Statua acefala di Venere

La scultura rappresenta una figura femminile stante acefala drappeggiata, che indossa il solo himation, posto attorno alla vita con un rimbocco, lasciando scoperto il busto. Il mantello scende coprendole tutte le gambe fino a toccare terra, mentre con un lembo, passando dietro la schiena, doveva salire sul braccio sinistro, come ci mostra la parte ancora conservata. La gamba destra è portante, mentre la sinistra è flessa, leggermente scartata lateralmente, di cui doveva essere possibile scorgere la punta del piede che fuoriusciva dalla veste, ora spezzato.

Il nostro esemplare, di buona qualità può essere facilmente identificato con il tipo denominato “Venere Marina”, come risulta dalle numerose copie romane esistenti di cui M. Bieber illustra un vasto repertorio con poche varianti sostanziali.

Rispetto a molte copie, la nostra scultura doveva presentarsi senza il caratteristico sostegno laterale formato da roccia e delfino, da cui deriverebbe il nome del tipo; infatti, essa è caratterizzata da un minore ancheggiamento e sbilanciamento laterale del busto, che rimane verticale; il braccio sinistro, oggi perduto, probabilmente era leggermente flesso con la mano poggiata sul fianco, ma nascosta sotto la veste; mentre il braccio destro abbassato era parallelo al fianco, oppure più difficilmente, come viene ricostruito in altri esemplari alzato e flesso lateralmente; la testa, mancante nel nostro esemplare, probabilmente era leggermente girata verso la gamba flessa.

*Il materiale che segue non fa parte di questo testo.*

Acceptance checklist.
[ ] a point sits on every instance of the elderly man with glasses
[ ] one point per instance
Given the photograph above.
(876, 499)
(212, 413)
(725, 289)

Interessanti sono i confronti con la Venere conservata ai Musei Vaticani, Museo Chiaramonti, che però diversamente presenta il braccio sinistro aderente lungo il fianco sinistro; inoltre abbiamo la Venere al British Museum notevolmente somigliante al nostro esemplare, ma speculare nel movimento degli arti; infine il paragone più calzante risulta essere quello con la Venere Marina del Staatliche Museen di Berlino sia per la ponderazione, che per il movimento degli arti e soprattutto per il trattamento del panneggio, anche se nel nostro esemplare risulta maggiormente semplificato nella resa delle pieghe.

In base al confronto con queste opere è possibile inquadrare cronologicamente la nostra scultura rappresentante una Venere Marina, orientativamente intorno al II secolo d.C., quale copia romana da un originale di età ellenistica, probabilmente pergameno per la sensualità e la parziale nudità del corpo, così come è possibile riscontrare in copie di altri soggetti, quali l’Ermafrodito, l’Arianna dormiente e la celebre Venere di Milo.

 

BIBLIOGRAFIA di RIFERIMENTO: A Description of the collection of Ancient Marbles in the British Museum, London 1812, Part I, pl. VIII; Beschreibung der Antiken Skulpturen, Berlin 1891, pp.117-118, n.276; Bieber M., Ancient copies. Contributions to the history of Greek and Roman art, New York 1977, pl.32-33; Stadler M. (a cura di), Museo Chiaramonti, Berlin-New York 1995, voll. 2, fig.452, p.770.